As dawn broke and the morning fog gave way to thick humidity, soldiers of the Army of the Potomac saw a landscape of carnage unlike anything they had seen in three previous summers of war. The Northern soldiers had endured 20 straight hours of grueling close-quarters combat in the pouring rain against their longtime adversaries, soldiers from the Army of Northern Virginia. Their battle, which began in the early-morning hours of May 12, 1864, had resulted in a stalemate, although Federals expected to resume the attack now that daylight had again come.

But Southerners offered no resistance to Federal probes. Under the cover of darkness, they had vacated their position, leaving behind empty trenches


Original and reconstructed earthworks along Lee’s Last Line at Spotsylvania, May 1864.

and thousands of casualties. “In many places the dead and wounded lay three and four deep, with muskets, cartridge boxes, blankets, and everything pertaining to a soldier’s gear, all in the wildest confusion,” wrote one Ohio soldier. “The face and parallel ditches were filled with water and blood, and the dead, from the rains, were bleached and ghastly. In many cases the wounded were so tangled and wedged in among the dead as to be utterly unable to extricate themselves without our help.”

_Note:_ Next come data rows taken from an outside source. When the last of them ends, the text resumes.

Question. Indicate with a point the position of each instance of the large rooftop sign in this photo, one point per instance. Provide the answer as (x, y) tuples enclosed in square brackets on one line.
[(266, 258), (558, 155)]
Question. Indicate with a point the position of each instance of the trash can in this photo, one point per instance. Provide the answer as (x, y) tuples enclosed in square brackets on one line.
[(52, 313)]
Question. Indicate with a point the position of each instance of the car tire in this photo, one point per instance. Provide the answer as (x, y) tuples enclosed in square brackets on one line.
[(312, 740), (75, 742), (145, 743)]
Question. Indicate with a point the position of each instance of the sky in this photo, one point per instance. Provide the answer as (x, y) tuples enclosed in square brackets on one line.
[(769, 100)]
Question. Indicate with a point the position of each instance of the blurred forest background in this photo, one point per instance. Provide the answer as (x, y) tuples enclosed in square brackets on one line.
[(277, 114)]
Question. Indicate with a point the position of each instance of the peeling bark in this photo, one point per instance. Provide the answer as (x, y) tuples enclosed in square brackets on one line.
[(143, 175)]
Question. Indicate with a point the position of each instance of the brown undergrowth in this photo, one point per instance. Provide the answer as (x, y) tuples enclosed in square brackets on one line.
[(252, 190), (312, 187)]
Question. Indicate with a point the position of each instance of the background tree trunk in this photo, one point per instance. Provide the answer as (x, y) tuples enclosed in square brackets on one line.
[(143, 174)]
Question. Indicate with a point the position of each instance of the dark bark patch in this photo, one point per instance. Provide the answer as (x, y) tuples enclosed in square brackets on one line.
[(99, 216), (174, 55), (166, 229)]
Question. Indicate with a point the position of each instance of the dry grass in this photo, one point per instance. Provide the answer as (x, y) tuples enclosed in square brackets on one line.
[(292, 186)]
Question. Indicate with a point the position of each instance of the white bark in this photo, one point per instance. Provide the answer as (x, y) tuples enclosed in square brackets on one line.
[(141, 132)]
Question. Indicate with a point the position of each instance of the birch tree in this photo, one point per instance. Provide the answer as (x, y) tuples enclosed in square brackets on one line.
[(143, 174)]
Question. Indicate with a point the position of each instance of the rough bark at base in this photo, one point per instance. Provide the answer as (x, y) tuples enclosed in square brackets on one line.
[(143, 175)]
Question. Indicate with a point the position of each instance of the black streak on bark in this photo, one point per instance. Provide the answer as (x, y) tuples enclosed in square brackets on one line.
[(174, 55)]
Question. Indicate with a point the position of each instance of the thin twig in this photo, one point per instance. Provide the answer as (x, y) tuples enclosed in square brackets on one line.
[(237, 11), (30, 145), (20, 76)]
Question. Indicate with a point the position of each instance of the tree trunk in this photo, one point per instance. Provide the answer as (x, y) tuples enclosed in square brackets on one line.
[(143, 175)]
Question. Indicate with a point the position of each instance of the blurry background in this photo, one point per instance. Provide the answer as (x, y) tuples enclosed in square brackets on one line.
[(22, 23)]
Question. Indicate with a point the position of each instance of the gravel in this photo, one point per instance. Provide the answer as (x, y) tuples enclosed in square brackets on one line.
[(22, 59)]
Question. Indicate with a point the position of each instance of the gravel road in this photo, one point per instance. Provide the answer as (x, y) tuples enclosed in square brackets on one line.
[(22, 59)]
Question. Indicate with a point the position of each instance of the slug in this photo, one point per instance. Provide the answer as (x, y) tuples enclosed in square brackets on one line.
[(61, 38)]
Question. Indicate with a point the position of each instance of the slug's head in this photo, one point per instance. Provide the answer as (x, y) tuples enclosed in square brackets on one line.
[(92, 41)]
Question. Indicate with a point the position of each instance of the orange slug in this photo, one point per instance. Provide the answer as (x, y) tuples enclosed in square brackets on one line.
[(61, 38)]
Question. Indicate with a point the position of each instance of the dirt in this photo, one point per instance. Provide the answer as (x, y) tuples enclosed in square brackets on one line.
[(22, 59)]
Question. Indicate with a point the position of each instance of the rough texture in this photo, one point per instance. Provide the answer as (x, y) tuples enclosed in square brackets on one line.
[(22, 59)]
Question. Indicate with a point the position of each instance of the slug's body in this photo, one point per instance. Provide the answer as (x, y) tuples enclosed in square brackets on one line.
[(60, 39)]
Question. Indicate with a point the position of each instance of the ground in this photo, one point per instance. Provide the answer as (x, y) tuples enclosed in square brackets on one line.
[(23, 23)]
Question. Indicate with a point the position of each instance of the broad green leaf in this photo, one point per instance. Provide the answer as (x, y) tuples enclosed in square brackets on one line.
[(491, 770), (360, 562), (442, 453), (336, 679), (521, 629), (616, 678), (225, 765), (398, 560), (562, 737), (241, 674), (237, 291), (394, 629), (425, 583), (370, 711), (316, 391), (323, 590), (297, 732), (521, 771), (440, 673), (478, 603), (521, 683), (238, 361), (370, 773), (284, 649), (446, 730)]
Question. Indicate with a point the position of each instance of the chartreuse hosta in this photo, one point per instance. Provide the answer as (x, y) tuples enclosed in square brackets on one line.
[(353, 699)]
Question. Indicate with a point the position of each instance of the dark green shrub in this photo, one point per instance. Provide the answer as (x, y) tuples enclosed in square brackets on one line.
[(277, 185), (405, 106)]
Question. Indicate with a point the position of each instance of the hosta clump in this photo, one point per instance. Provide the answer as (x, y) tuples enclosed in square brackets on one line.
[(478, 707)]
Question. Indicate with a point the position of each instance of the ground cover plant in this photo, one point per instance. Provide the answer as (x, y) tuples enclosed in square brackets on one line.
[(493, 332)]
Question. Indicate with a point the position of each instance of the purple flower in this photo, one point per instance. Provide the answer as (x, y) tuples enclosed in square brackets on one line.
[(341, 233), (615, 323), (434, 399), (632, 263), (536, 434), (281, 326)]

The two armies had battered each other for days, since Union Maj. Gen. George Gordon Meade had ordered his army—some 123,000 strong—southward across the Rapidan River on May 4, 1864 (Tour Map, Pg. 53). Accompanying Meade’s Army of the Potomac was Lt. Gen. Ulysses S. Grant, commander of all Union forces. Grant had originally intended to let Meade call the shots, but as the campaign unfolded, he quickly began to take a more active role in the army’s operations.

Confederate commander Gen. Robert E. Lee wasted little time striking the cumbersome Federal army as it crept south of the river through the densely wooded area known as the Wilderness. He knew his army was much smaller—only 65,000 men—but he also knew the Wilderness would help offset the difference, because the woods would make it difficult for Grant’s large army to maneuver. On May 5 and 6, the two armies hammered at each other before settling into stalemate.

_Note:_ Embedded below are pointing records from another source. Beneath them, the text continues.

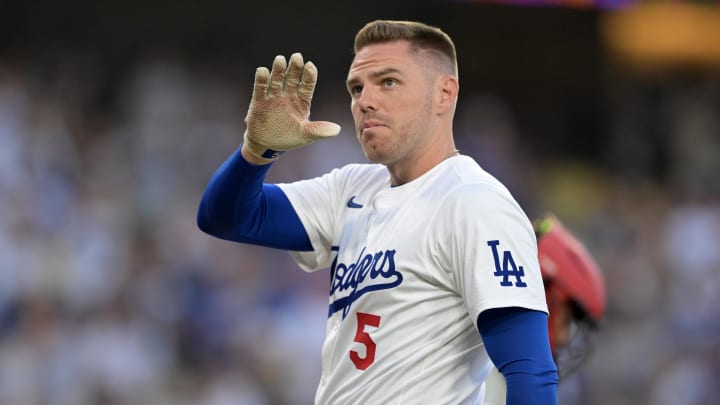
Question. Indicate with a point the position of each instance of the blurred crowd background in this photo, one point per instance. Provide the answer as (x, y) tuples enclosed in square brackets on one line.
[(114, 115)]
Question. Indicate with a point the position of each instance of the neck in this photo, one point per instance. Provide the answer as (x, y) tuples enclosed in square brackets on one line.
[(412, 167)]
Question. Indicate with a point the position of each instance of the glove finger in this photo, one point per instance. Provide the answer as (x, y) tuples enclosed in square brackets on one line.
[(320, 129), (262, 76), (307, 85), (277, 76), (294, 73)]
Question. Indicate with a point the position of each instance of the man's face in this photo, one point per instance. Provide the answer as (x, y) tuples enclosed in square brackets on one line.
[(392, 97)]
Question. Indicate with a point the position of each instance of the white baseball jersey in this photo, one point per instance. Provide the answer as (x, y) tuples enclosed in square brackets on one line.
[(412, 267)]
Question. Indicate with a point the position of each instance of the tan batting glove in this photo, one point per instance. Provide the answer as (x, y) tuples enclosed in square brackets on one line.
[(277, 120)]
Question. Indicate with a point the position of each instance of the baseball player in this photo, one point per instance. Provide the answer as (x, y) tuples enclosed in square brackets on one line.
[(575, 293), (433, 265)]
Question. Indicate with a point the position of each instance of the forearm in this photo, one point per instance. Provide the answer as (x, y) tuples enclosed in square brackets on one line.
[(238, 206), (517, 341)]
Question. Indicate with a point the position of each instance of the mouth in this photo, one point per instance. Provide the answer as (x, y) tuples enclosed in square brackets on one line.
[(370, 124)]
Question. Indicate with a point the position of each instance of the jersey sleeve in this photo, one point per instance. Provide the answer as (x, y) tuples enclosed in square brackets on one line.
[(490, 249), (315, 201)]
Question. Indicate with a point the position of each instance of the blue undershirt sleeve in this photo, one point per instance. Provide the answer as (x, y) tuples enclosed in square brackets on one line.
[(238, 206), (517, 342)]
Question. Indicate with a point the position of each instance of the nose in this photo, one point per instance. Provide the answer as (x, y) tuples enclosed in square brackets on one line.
[(366, 100)]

On May 7, refusing to retreat, Grant ordered Meade to march around the right flank of Lee’s army, moving inexorably toward Richmond. “I plan to fight it out along this line if it takes all summer,” Grant would eventually acknowledge.2

Lee used his army’s greater maneuverability and speed to get in front of the advancing Federal juggernaut, thanks, in part, to an excellent delaying action by his cavalry near a small inn called Todd’s Tavern. Lee’s men filed into position along the crest of Laurel Hill, just two miles northeast of the central Virginia town of Spotsylvania Court House. By denying Grant the road to Spotsylvania, Lee prevented him from taking the inside track to the Confederate capital.

The two armies fought on the gently rising slope of Laurel Hill on May 8, and as more troops from both sides arrived, the battle lines extended to the northeast. Taking advantage of the high ground, Confederate engineers inadvertently formed part of their line in the shape of a “mule shoe”—a U-shaped salient that bulged out from the rest of their line.